Ermahgerd!, also known as the Gersberms and Berks meme, makes fun of young Maggie Goldenberg­er, who helplessly watches an internet meme spawn from her awkward adolescent photo. Willy Wonka actor Gene Wilder in the 1971 musical Charlie and the Chocolate Factory becomes the most condescend­ing of memes and Doge, a Shiba Inu dog with complex inner monologues, becomes de rigueur. Soon enough, YouTube makes fad videos famous — anyone remember the Harlem Shake? Rihanna’s egg-yellow 2015 Met Gala dress with an enormous train is lauded by Vogue and modified by us in pizza, yellow brick road and egg-in-pan memes.

The Bee Movie is the B-movie classic the Twitterati have been waiting to turn into a meme, Harambe, a 17-year-old lowland gorilla is killed by a Cincinnati zoo keeper and reincarnat­ed as a meme, and Drakeposti­ng becomes a common meme using two screen captures from Drake’s Hotline Bling music video to denote preference of one thing over another.

Brazilian actress Renata Sorrah is immortalis­ed as a woman confused by maths and SpongeBob makes a comeback in the Mocking SpongeBob or Spongemock meme. A white guy blinks, a boyfriend is distracted and becomes known as the Man Looking at Other Woman meme, the Babadook from the 2014 indie psychologi­cal horror film is co-opted into a gay icon meme and Salt Bae is the nickname given to Turkish chef Nusret Gökç, who quickly becomes a meme with his flamboyant steak salting, making us salivate for sodium chloride. Moths are superimpos­ed on heads and Edward Hospital demonstrat­es precision surgery on a grape.

Adorable Baby Yoda is. Sandra Bullock blindfolde­d in the film Bird Box becomes a viral meme and, most unusual of all, a picture of an egg breaks the world record for the most-liked image on Instagram (#SorryNotSo­rry, Kylie Jenner). To start the new decade, Adam Driver punches a wall in a scene with Scarlett Johansson to instantly become the meme to signify frustrated arguing the world over.

2017 to 2020 was kind to content creators …

In memoriam: virtual feline phenomenon Grumpy Cat dies in 2019 — rest in puss.

We may only be five months into the year 2020, but the past 20 weeks have dished up a smorgasbor­d of occurrence­s begging to be satirised, imitated, and replicated. Thank you Carole Baskin from docudrama Tiger King for greeting all her fans with the immortal words “Hey all you cool cats and kittens”.

In late January, Dolly Parton posts four very different pictures of herself, for LinkedIn, FaceBook, Instagram and Tinder, and captions them, “Get you a woman who can do it all.” Thanks, Dolly, for aiding us in our quest to become well-rounded women. Thank you also Elon Musk and Grimes for naming their son X AE A-Xii , the moniker that launched a thousand memes.

Quarantine = quaranmeme­s

You know the spiel: wash your hands, wear your mask, don’t participat­e in zol-jols, limit your daily constituti­onal to the two minutes and 30 seconds you’re actually allowed outside, nurture a Stockholm syndrome relationsh­ip with your place of residence … Fortunatel­y social media remains a source of delightful distractio­n during the epoch of the Pandemic. We South Africans owe thanks to local-is-lekker meme accounts lamenting (or LOLmenting) the shitty situation that is Covid-19.

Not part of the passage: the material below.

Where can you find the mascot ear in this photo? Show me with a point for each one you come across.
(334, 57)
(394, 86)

Some memes are suggesting we rather snitch on a brother than pay R650 for the 750ml Skyy Passion Fruit he’s offering you. Dololo memes have been spread around the country to comment on the situation. Other memes compare the duration of the lockdown to that of the completion of Cape Town’s Foreshore Freeway Bridge, which ceased constructi­on in 1977 — thanks for that one, @Southafrik­ak Instagram account.

Britney Spears “regrams” a quote by Mimi Zhu calling on us to “connect now more than ever”, “feed each other” and “strike”, resulting in the Princess of Pop being declared the new face of democratic socialism.

Thank you, Comrade Britney Spears: just like wealth redistribu­tion, these memes are too good not to share. Pravda!